There is no question that there are arguments in favor or making the vaccine mandatory:
- Most governing documents allow boards the right to adopt reasonable rules concerning the use of common elements. A rule requiring proof of vaccination in order to use a facility would be within the compass of a reasonable rule.
- Opening facilities to only those who are vaccinated reduces the Association’s uninsured risk. There is a reasonable basis to believe that if only vaccinated persons utilize the facility, the risk of infection is reduced.
- Indicating that one has received a vaccine to COVID-19 is not the same as sharing personal medical data. It’s argued to be equivalent to checking that people are dressed appropriately for the location (cannot be barefoot on treadmill, no entry to pool if you have an open wound), checking for identification before allowing people to enter a private gym/pool, checking age, or checking to see if their assessments are paid, etc.
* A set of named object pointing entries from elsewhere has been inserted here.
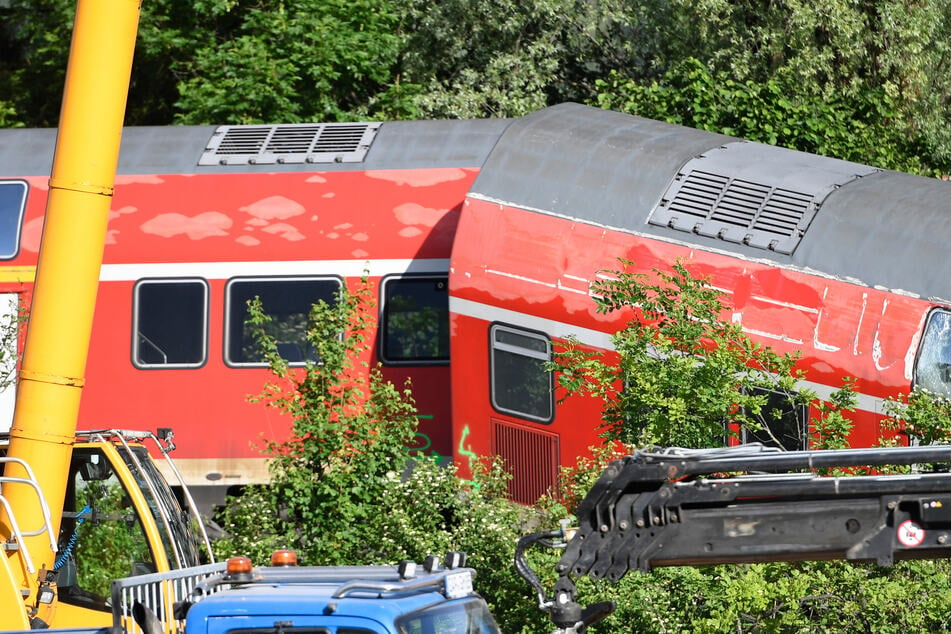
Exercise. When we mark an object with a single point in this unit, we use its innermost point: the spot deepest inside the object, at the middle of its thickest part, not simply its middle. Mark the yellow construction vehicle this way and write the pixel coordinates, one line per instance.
(78, 510)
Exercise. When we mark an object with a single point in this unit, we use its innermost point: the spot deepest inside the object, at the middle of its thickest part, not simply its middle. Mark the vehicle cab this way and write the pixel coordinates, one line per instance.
(403, 599)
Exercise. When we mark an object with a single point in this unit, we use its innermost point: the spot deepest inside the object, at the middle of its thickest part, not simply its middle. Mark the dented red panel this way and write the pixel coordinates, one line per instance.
(534, 270)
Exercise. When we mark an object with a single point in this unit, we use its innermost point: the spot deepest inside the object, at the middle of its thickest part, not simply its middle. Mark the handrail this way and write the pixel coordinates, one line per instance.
(17, 533)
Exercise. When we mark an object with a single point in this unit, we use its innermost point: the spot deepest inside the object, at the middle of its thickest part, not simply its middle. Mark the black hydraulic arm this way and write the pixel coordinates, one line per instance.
(750, 504)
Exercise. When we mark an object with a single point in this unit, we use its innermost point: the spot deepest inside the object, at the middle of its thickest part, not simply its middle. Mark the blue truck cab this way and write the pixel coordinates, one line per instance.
(403, 599)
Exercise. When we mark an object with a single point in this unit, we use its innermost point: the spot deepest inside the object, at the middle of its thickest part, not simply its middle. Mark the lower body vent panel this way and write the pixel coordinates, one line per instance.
(530, 456)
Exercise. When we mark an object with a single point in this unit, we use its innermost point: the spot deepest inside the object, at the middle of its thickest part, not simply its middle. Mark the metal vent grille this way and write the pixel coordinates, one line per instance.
(292, 143)
(530, 456)
(738, 209)
(757, 195)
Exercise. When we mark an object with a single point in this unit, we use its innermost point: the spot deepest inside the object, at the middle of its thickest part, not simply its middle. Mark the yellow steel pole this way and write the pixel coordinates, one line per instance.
(81, 185)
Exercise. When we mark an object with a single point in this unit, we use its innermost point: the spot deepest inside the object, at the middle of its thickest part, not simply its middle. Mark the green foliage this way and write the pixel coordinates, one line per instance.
(111, 543)
(922, 417)
(867, 81)
(291, 60)
(350, 432)
(683, 376)
(773, 110)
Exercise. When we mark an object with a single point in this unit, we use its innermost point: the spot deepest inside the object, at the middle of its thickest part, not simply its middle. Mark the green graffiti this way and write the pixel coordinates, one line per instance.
(463, 450)
(426, 442)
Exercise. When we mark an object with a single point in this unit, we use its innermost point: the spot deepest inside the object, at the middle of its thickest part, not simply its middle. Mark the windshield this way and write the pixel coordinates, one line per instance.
(180, 537)
(464, 616)
(933, 367)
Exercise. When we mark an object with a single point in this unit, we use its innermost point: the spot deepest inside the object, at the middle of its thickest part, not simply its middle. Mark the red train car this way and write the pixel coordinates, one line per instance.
(495, 229)
(840, 262)
(204, 218)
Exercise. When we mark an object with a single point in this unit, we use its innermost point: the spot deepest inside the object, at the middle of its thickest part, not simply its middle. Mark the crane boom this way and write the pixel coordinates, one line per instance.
(53, 367)
(746, 504)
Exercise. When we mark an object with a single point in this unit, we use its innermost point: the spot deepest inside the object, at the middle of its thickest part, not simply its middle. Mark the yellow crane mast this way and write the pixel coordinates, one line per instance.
(54, 361)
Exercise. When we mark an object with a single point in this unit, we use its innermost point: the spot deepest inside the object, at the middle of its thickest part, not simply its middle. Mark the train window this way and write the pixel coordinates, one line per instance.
(287, 301)
(12, 206)
(785, 423)
(521, 384)
(933, 366)
(170, 323)
(415, 320)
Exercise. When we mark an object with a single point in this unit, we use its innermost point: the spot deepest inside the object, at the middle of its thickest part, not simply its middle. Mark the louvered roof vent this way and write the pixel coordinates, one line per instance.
(758, 195)
(289, 143)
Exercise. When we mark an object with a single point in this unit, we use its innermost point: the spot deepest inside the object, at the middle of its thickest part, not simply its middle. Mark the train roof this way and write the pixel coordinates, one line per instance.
(270, 148)
(876, 227)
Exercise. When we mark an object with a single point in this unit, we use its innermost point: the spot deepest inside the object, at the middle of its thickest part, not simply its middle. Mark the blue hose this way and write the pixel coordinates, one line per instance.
(64, 555)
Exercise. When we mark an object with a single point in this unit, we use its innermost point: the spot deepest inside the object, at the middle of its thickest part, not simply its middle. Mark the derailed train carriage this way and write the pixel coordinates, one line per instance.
(480, 240)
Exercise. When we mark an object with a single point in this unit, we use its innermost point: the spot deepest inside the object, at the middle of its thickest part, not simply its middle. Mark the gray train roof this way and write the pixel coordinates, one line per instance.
(181, 149)
(879, 228)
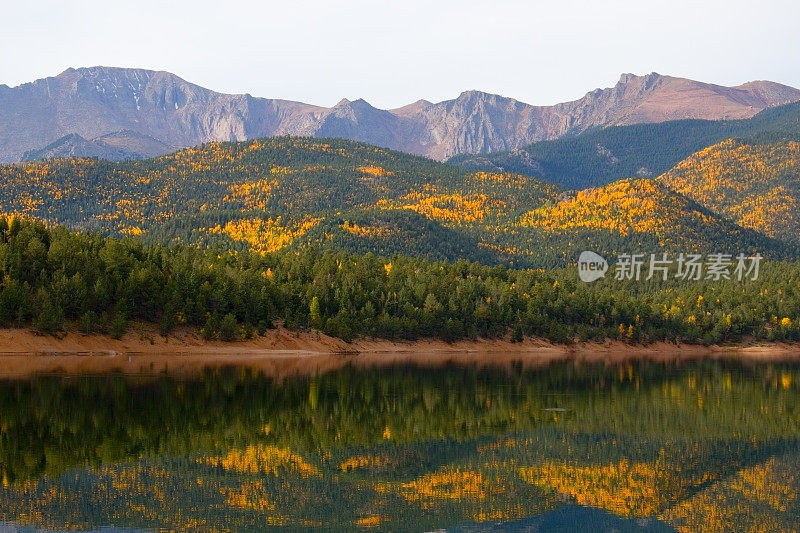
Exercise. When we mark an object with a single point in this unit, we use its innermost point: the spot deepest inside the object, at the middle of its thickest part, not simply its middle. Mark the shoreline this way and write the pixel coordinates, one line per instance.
(282, 353)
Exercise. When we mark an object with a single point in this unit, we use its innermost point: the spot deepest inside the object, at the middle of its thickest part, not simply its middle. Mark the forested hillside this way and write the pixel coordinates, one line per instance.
(755, 185)
(279, 193)
(601, 156)
(52, 278)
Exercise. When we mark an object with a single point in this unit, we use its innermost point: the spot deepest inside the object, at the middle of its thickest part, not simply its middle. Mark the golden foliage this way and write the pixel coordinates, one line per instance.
(623, 207)
(452, 208)
(756, 185)
(448, 484)
(263, 459)
(375, 171)
(625, 489)
(365, 231)
(265, 235)
(363, 461)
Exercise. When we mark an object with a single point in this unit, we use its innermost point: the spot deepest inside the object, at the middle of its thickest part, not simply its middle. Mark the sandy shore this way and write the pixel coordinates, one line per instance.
(281, 353)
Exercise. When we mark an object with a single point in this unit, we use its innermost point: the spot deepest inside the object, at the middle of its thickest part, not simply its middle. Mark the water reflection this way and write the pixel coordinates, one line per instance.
(637, 446)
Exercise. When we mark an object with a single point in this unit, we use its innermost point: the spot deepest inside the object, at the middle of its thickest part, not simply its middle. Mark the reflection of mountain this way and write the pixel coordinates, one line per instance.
(405, 448)
(570, 518)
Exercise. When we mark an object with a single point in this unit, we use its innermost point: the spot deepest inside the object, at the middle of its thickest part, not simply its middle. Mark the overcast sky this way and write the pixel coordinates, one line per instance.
(393, 53)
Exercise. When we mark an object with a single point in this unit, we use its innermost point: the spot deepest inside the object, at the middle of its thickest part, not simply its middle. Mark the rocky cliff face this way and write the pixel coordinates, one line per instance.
(143, 113)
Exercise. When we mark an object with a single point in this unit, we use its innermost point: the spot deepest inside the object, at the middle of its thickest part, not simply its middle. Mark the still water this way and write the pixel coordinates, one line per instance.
(692, 446)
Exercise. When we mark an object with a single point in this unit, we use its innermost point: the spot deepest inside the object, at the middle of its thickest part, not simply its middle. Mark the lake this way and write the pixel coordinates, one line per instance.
(710, 445)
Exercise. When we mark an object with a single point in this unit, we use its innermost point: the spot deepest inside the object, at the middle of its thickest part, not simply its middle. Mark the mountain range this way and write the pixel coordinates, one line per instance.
(121, 113)
(294, 192)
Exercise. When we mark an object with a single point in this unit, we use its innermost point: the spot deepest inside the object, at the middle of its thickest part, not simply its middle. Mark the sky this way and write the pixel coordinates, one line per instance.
(394, 53)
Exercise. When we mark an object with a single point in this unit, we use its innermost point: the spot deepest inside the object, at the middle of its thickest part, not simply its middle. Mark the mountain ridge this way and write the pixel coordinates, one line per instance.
(96, 101)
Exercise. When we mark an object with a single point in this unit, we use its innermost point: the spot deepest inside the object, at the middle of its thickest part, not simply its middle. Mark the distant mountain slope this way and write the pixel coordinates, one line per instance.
(755, 185)
(601, 156)
(281, 192)
(112, 146)
(639, 216)
(94, 102)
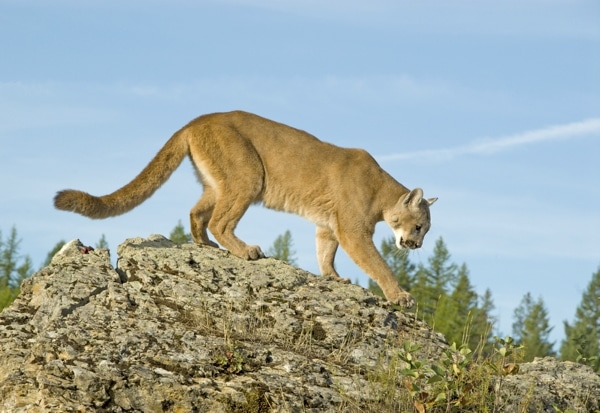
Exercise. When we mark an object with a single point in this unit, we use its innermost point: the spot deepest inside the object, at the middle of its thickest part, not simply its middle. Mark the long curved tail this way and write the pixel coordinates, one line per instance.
(134, 193)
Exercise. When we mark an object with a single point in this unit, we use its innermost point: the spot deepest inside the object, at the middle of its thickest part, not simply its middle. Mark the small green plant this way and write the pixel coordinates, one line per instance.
(232, 360)
(456, 382)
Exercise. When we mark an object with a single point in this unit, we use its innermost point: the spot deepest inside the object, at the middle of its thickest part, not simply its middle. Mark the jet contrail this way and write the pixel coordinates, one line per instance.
(490, 146)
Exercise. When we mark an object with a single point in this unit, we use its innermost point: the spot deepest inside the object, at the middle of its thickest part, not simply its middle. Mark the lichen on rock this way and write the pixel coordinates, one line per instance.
(182, 328)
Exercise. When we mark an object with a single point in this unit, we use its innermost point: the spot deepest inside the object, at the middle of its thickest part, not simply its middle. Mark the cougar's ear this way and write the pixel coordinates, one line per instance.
(413, 198)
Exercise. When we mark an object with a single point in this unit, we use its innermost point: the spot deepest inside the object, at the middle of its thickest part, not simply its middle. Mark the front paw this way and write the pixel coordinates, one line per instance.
(253, 252)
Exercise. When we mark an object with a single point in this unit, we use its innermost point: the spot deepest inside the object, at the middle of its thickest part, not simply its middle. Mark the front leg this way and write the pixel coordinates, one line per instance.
(327, 244)
(362, 250)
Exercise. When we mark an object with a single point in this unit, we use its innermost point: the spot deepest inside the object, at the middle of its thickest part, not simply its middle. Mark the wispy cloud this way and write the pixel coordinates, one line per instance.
(490, 146)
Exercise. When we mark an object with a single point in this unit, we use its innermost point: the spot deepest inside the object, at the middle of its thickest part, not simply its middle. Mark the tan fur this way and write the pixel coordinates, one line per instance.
(243, 159)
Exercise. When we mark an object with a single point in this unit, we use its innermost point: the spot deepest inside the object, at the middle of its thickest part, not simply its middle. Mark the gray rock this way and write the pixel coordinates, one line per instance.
(184, 328)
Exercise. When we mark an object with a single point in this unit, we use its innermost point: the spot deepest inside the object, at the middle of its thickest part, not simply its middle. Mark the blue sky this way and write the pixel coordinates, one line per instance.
(494, 107)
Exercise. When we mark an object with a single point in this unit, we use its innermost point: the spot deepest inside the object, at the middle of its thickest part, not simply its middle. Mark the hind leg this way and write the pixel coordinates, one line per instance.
(327, 245)
(200, 216)
(226, 214)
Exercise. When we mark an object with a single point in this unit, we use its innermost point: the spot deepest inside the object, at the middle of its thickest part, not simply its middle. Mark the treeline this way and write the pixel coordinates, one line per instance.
(446, 299)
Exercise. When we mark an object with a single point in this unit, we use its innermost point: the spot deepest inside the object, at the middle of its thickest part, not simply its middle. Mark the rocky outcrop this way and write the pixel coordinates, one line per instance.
(181, 328)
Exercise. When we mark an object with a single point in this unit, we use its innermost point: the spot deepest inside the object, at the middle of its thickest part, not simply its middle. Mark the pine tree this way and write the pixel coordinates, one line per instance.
(282, 248)
(179, 235)
(582, 337)
(399, 263)
(13, 268)
(455, 312)
(483, 324)
(434, 281)
(531, 328)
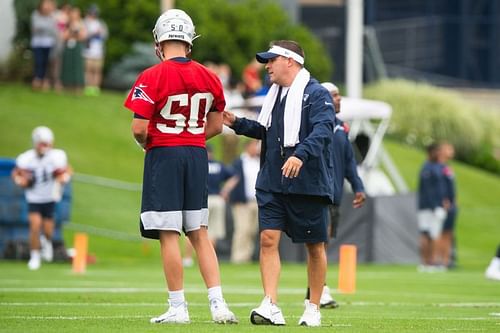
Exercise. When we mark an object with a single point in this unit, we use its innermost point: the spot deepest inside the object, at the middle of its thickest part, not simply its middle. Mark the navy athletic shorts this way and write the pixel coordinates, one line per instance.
(47, 210)
(449, 222)
(174, 192)
(304, 218)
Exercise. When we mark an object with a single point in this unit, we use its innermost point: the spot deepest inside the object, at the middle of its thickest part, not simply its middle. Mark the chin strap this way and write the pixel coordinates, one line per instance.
(161, 56)
(159, 52)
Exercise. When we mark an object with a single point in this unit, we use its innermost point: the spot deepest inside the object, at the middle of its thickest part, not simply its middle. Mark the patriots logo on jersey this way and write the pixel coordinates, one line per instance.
(140, 94)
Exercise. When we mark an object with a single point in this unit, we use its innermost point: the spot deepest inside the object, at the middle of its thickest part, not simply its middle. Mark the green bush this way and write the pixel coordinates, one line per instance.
(232, 31)
(423, 114)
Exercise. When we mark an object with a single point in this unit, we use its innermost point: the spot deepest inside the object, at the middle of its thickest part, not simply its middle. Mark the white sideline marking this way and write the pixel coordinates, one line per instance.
(250, 304)
(115, 304)
(290, 317)
(194, 290)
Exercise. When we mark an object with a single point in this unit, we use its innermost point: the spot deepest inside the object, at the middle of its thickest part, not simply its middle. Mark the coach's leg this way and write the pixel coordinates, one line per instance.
(316, 270)
(207, 259)
(172, 261)
(270, 264)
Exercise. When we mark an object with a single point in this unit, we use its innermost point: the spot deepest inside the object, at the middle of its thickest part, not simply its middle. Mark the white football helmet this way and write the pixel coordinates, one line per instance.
(174, 24)
(42, 134)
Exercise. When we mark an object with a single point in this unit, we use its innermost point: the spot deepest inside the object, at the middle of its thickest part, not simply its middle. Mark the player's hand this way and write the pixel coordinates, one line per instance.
(292, 166)
(228, 118)
(359, 199)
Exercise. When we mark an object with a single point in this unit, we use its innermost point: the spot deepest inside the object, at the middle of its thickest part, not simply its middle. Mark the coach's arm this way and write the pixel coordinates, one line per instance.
(213, 125)
(140, 131)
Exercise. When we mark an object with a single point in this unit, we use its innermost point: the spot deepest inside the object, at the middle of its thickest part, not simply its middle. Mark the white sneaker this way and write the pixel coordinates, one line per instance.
(267, 314)
(221, 313)
(47, 249)
(35, 261)
(177, 315)
(311, 316)
(326, 301)
(493, 270)
(187, 262)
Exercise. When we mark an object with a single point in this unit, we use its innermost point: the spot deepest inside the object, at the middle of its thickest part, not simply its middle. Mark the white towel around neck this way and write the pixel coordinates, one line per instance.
(293, 108)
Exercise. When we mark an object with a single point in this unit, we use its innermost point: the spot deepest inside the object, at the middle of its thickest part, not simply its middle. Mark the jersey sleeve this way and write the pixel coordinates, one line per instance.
(219, 103)
(22, 161)
(142, 97)
(59, 159)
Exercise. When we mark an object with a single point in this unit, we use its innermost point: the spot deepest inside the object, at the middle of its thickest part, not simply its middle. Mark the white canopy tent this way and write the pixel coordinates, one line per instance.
(372, 118)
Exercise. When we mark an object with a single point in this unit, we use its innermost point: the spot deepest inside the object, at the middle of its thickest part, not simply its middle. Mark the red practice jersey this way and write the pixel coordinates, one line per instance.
(175, 96)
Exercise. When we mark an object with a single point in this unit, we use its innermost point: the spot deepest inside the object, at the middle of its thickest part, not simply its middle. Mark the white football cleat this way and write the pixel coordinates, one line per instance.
(267, 314)
(493, 270)
(47, 250)
(311, 316)
(221, 313)
(176, 315)
(35, 260)
(326, 301)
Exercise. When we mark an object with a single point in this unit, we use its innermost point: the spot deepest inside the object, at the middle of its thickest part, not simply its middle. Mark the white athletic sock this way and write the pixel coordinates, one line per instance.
(176, 298)
(215, 293)
(35, 254)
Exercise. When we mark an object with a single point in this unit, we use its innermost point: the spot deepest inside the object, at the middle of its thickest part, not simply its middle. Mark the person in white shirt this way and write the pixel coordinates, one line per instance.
(41, 171)
(97, 33)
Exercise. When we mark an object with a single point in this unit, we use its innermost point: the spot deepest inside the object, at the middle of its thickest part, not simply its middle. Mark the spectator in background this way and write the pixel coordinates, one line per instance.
(97, 33)
(445, 244)
(432, 206)
(41, 171)
(220, 182)
(251, 78)
(44, 36)
(62, 17)
(72, 63)
(244, 204)
(493, 270)
(345, 166)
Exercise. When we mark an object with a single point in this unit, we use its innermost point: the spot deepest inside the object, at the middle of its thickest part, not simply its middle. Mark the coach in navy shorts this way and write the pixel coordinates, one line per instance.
(295, 182)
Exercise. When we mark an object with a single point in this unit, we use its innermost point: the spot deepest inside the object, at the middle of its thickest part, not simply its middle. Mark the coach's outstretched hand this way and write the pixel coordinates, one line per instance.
(229, 118)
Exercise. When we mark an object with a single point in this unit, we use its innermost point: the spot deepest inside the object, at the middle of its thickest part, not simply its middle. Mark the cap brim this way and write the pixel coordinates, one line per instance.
(263, 57)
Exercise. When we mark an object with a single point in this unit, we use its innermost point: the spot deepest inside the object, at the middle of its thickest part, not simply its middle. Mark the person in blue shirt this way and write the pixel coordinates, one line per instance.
(295, 183)
(433, 203)
(345, 166)
(446, 247)
(244, 203)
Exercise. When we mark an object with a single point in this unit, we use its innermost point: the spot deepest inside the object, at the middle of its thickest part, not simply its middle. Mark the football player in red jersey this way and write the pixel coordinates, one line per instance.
(177, 106)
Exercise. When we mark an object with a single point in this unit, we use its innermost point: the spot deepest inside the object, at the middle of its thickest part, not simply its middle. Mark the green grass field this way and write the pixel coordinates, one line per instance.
(122, 297)
(125, 287)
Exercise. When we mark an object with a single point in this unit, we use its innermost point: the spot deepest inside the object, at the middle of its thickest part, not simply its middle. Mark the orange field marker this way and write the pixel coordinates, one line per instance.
(81, 250)
(347, 269)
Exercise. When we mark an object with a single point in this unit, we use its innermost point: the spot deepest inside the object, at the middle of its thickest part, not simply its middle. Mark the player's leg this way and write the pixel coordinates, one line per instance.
(187, 259)
(35, 220)
(171, 258)
(207, 259)
(48, 226)
(195, 223)
(161, 218)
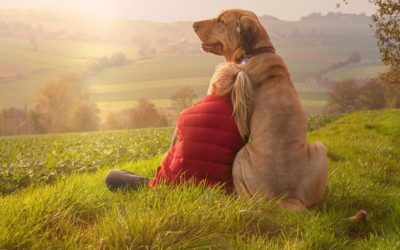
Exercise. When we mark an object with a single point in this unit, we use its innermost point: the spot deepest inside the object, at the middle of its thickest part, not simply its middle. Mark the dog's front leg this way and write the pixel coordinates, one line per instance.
(239, 167)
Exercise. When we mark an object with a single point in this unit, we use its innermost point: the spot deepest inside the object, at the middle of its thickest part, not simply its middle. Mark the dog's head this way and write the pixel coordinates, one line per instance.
(231, 34)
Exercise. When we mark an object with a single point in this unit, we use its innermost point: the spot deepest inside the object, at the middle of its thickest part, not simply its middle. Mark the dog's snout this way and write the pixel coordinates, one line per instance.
(195, 25)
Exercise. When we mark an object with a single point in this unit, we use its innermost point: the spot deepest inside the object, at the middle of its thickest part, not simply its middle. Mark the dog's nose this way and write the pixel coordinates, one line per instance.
(195, 25)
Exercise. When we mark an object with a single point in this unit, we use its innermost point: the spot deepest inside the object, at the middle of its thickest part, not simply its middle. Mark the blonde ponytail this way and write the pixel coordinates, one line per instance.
(230, 79)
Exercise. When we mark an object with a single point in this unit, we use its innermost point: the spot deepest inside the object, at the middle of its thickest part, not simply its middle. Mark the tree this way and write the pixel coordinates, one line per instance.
(183, 98)
(387, 31)
(342, 98)
(61, 106)
(386, 22)
(143, 115)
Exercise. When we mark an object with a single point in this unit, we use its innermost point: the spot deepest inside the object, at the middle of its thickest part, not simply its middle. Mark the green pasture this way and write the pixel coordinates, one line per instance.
(78, 212)
(157, 78)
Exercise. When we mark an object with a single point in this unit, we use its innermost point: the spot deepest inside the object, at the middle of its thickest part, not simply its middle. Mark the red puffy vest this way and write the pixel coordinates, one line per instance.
(208, 141)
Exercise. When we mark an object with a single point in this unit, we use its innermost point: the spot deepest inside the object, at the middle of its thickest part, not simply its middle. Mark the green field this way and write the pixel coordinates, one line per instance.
(23, 71)
(78, 212)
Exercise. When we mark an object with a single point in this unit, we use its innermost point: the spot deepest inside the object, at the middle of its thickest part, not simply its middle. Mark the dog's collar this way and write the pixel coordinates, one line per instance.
(245, 58)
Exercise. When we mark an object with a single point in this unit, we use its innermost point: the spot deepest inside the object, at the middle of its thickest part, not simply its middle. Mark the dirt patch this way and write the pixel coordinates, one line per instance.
(9, 70)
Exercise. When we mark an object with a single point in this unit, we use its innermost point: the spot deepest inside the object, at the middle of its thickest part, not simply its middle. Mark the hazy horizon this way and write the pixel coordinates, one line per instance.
(176, 10)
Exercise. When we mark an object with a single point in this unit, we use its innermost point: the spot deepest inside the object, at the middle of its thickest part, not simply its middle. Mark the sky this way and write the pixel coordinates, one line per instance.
(189, 10)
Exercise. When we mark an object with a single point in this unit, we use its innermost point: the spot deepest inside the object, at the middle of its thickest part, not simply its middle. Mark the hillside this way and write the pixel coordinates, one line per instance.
(78, 212)
(37, 46)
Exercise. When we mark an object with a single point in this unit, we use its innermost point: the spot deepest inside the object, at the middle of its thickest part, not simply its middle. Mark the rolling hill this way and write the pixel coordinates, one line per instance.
(37, 46)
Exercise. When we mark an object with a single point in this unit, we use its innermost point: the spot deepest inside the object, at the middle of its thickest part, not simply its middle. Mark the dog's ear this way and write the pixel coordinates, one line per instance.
(248, 29)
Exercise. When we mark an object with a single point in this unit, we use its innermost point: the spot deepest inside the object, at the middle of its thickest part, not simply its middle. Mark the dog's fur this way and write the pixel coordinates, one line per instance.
(278, 162)
(230, 80)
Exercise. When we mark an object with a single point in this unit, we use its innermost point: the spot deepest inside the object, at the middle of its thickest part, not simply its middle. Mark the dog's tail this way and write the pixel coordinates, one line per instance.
(230, 79)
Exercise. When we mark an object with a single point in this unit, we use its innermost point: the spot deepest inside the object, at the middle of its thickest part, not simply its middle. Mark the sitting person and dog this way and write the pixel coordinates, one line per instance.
(206, 139)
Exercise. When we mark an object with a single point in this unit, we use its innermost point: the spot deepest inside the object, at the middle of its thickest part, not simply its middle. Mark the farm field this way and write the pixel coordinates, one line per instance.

- Even if sharing vaccine information is considered to be equivalent to sharing medical information, requiring minimal level of medical information in order to participate in something has been found to be acceptable. Under the Fair Housing Act, associations are allowed to ask for medical information to determine whether one qualifies for a reasonable modification/accommodation.
However, despite the above, vaccines must be determined to be effective and available to everyone before associations can even think of mandating them. The following issues concerning effectiveness and availability of the vaccine must be resolved before associations move forward with making them contingent upon use of the Association’s facilities:
- Currently, the vaccine distribution has racial and socioeconomic disparities. When the vaccine does become available to all who want it, the issue of whether everyone has equal access would need to be evaluated.
- There are new strains of COVID. It remains unclear/unknown whether the current vaccine is fully effective against the new strain.
- Studies do not yet support that the vaccine prevents the spread of transmission, only that it helps against prevent serious symptoms of the virus. Therefore, it is unclear whether the vaccine actually prevents the spread of the virus.
And even when the effectiveness and availability issues do get resolved, we have to contend with the arguments against mandating vaccines:
- An association cannot require residents to provide medical information. An association cannot compel a resident to show proof of the vaccine any more than it can require proof of an annual flu vaccine.
- Once associations start conditioning the use of facilities, the issue of enforcement comes into play. While some associations already manage access through key cards/fobs or monitoring by having an employee present, those that do not, will have to iron out how to manage access.
- At this time, the vaccine has not been tested on children and children are not expected to receive it. We do not know if that will remain the case moving forward. This is likely to become a major issue with pools. Can children not access the pool unless the supervising adult is vaccinated? Can the supervising adult remain out of the water but remain in the vicinity to supervise the kid? Is this better in outdoor pools as opposed to indoor pools? The argument for an adult wearing a mask to an outdoor pool area only for the purpose of supervising their children is a valid one, however that exemption means there will be 50 adults at the pool, not getting in the water, but nonetheless adding to the spread.
- Being forced to share information about whether an individual has received the vaccine is akin to being forced to share their medical information. Especially when it comes to those who are unable to receive the vaccine for one reason or another. They are forced to disclose why they cannot receive the vaccine. Such disclosure can be argued to violate an individual’s medical privacy rights.
- Associations would have to create exceptions for individuals who are prevented from getting the vaccine due to medical reasons.
- Associations will also have to provide an exemption for those requesting it for religious reasons. Requests for exemptions based on “a sincerely held religious belief” is difficult to evaluate and would blur the differentiation between valid exemptions versus those who simply don’t want to get the vaccine. It is possible that many could use this exemption to simply side-step the vaccination requirement rendering the entire rule null and void.
- If governmental entities, schools, or airlines do not mandate vaccines, Associations will be able hard-pressed to make the argument that their requirements are reasonable.
At this time, we have more questions than answers, however what is clear is that Colorado is nowhere near the vaccination levels required for associations to make vaccines contingent upon use of the facilities. This may change as we head into the summer. But until then, associations should not be asking for proof of vaccine in any context.
Associations should continue to follow the CDPHE guidelines as well as local ordinances regarding the use of facilities and limit capacity according to their county’s dial level. If your association is thinking about re-opening the pool for the summer, please make sure owners/residents are signing a waiver prior to entry.